L’agevolazione in esame è fruibile dai contribuenti per un quinquennio a decorrere dal periodo di imposta in cui trasferiscono la residenza fiscale in Italia, ai sensi dell’articolo 2 del TUIR, e per i quattro periodi di imposta successivi .
Per accedere al regime speciale, il citato articolo 16 presuppone, inoltre, che il soggetto non sia stato residente in Italia per due periodi di imposta precedenti il rientro.
Con riferimento, in particolare, ai contribuenti che rientrano a seguito di distacco all’estero, la recente circolare 33/E (par. 7.1) precisa, tra l’altro, che non spetta il beneficio fiscale in esame nell’ipotesi di distacco all’estero con successivo rientro, in presenza del medesimo contratto e presso il medesimo datore di lavoro. Diversamente, nell’ipotesi in cui l’attività lavorativa svolta dall’impatriato costituisca una “nuova” attività lavorativa, in virtù della sottoscrizione di un nuovo contratto di lavoro, diverso dal contratto in essere in Italia prima del distacco, e quindi l’impatriato assuma un ruolo aziendale differente rispetto a quello originario, lo stesso potrà accedere al beneficio a decorrere dal periodo di imposta in cui ha trasferito la residenza fiscale in Italia.
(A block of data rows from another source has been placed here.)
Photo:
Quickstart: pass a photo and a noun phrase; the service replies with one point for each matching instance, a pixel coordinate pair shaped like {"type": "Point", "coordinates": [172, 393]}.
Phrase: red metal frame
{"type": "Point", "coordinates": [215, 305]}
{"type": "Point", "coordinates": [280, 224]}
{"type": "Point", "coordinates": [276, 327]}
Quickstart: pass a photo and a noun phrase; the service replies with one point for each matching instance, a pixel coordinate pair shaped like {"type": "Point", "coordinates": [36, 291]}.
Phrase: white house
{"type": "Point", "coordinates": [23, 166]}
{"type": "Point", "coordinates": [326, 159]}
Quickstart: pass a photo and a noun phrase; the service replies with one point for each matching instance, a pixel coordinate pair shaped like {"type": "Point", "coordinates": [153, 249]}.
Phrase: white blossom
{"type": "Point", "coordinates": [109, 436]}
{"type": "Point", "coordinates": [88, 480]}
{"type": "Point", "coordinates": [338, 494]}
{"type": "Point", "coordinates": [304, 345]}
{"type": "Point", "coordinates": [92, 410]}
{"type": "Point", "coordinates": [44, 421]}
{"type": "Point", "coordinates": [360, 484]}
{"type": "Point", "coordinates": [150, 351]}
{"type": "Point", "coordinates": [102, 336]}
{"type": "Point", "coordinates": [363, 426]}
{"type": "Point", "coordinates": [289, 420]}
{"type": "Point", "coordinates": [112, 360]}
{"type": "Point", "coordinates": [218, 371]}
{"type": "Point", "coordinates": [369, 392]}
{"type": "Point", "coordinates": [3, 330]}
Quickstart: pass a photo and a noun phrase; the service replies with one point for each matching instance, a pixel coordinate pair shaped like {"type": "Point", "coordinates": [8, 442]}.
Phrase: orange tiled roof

Al riguardo, si precisa che l’agevolazione non è applicabile nelle ipotesi in cui il soggetto, pur in presenza di un “nuovo” contratto per l’assunzione di un “nuovo” ruolo aziendale al momento dell’impatrio, rientri in una situazione di “continuità” con la precedente posizione lavorativa svolta nel territorio dello Stato prima dell’espatrio.
Diversamente, laddove le condizioni oggettive del nuovo contratto (prestazione di lavoro, termine, retribuzione) richiedano un nuovo rapporto obbligatorio in sostituzione di quello precedente, con nuove ed autonome situazioni giuridiche cui segua un mutamento sostanziale dell’oggetto della prestazione e del titolo del rapporto, l’impatriato potrà accedere al beneficio fiscale in esame.
Nel caso di specie, pertanto, non si ravvisa il requisito della “discontinuità lavorativa“, in assenza del quale l’accesso al regime fiscale agevolativo in commento deve considerarsi precluso.
Resta fermo che la verifica della sussistenza dei presupposti per stabilire l’effettiva residenza fiscale di un soggetto riguarda elementi di fatto che, come precisato con circolare n. 9/E del 1° aprile 2016, non possono essere oggetto di istanza di interpello ai sensi dell’articolo 11 della legge n. 212 del 2000. Il presente parere viene reso sulla base degli elementi e dei documenti presentati, assunti acriticamente così come illustrati nell’istanza di interpello, nel presupposto della loro veridicità e concreta attuazione del contenuto.